WOW! How do I follow up a posting like that one?! What a touching story!

After Jennifer's struggles yesterday following the feeding tube surgery, she is back to breathing on her own & back to the way she was before they sedated her again yesterday. She is reacting to at least the same level she was yesterday if not a little more. The dr said again today she is getting better. She is doing well with her new feeding tube. If she continues to do well, they will be moving her to the step down ICU.

Mom said some friends of Jennifer's were visiting today & they read from a prayer book to Jennifer. She said while they were doing so, Jennifer's feet & she lifted her arms up slightly. Her eyes were closed, but mom said they were moving behind her eyelids. She was reacting to & feeling that prayer!

I have mentioned at least once the dreams some have had about Jennifer. I have one more that I would like to share. The father-in-law of a friend of Jennifer's had a dream or a vision of Jennifer. He's never seen or met Jennifer before, but he's been praying for her. He told his daughter-in-law that he saw Jennifer's internal organs & brain & they were healing! There have been so many instances of people having dreams or visions of Jennifer that we have to believe God is showing us he's healing her & all is going to be well with her.

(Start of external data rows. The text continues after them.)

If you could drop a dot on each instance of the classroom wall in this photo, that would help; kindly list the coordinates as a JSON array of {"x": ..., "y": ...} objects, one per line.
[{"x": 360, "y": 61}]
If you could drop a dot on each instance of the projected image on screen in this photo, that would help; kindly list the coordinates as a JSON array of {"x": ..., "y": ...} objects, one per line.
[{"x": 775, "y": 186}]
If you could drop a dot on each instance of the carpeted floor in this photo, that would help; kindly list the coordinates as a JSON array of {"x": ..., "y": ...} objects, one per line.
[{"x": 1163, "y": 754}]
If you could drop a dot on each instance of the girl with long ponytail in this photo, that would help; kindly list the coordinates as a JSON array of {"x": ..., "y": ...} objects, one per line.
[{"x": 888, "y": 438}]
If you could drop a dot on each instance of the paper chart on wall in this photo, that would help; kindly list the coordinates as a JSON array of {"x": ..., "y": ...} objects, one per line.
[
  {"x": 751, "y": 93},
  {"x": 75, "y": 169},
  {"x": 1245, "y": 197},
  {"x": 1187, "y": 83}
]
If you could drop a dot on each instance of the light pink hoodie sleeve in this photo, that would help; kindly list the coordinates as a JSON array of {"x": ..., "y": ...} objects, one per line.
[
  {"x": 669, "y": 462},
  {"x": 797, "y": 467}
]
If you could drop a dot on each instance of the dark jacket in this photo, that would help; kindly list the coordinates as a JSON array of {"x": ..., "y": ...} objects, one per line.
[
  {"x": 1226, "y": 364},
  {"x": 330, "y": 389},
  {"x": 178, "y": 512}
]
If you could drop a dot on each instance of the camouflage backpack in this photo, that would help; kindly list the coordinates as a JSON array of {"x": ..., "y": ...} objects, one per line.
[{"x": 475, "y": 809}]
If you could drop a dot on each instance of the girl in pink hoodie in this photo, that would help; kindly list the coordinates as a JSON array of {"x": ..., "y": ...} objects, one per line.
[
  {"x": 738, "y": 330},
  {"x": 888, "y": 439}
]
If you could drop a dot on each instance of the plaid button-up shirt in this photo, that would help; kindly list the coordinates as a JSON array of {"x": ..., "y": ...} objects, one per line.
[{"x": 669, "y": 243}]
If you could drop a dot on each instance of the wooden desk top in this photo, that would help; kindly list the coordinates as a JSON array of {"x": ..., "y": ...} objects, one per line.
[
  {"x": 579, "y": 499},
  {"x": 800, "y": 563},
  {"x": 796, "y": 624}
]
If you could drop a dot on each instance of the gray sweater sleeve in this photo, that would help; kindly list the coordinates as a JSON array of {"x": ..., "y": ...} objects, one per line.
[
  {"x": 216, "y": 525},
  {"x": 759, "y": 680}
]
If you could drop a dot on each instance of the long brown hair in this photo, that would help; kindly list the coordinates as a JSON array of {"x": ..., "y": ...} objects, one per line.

David got a phone call from the NICU staff today. Each year, the NICU sponsors a family at Christmas & helps them with gifts, etc. They contacted David because they've chosen to help David & Jennifer's precious little family this Christmas! When David told me this, it brought tears to my eyes as I had already been thinking about how Christmas would be & how we had to make it a good Christmas for Josiah. This takes care of that worry! David hadn't mentioned Christmas, but I'm sure it had crossed his mind too as to what he was going to do. Prayers answered once again!

Kacyn continues to do very well. He weighs 7 lbs 2 oz now. He may get to go home later next week! He'll still have a heart monitor on so they can monitor his heart rate. He still has problems with acid reflux which is normal for preemies, but when he has reflux his heart rate drops so they want to monitor it.

God is working miracles! Keep praying!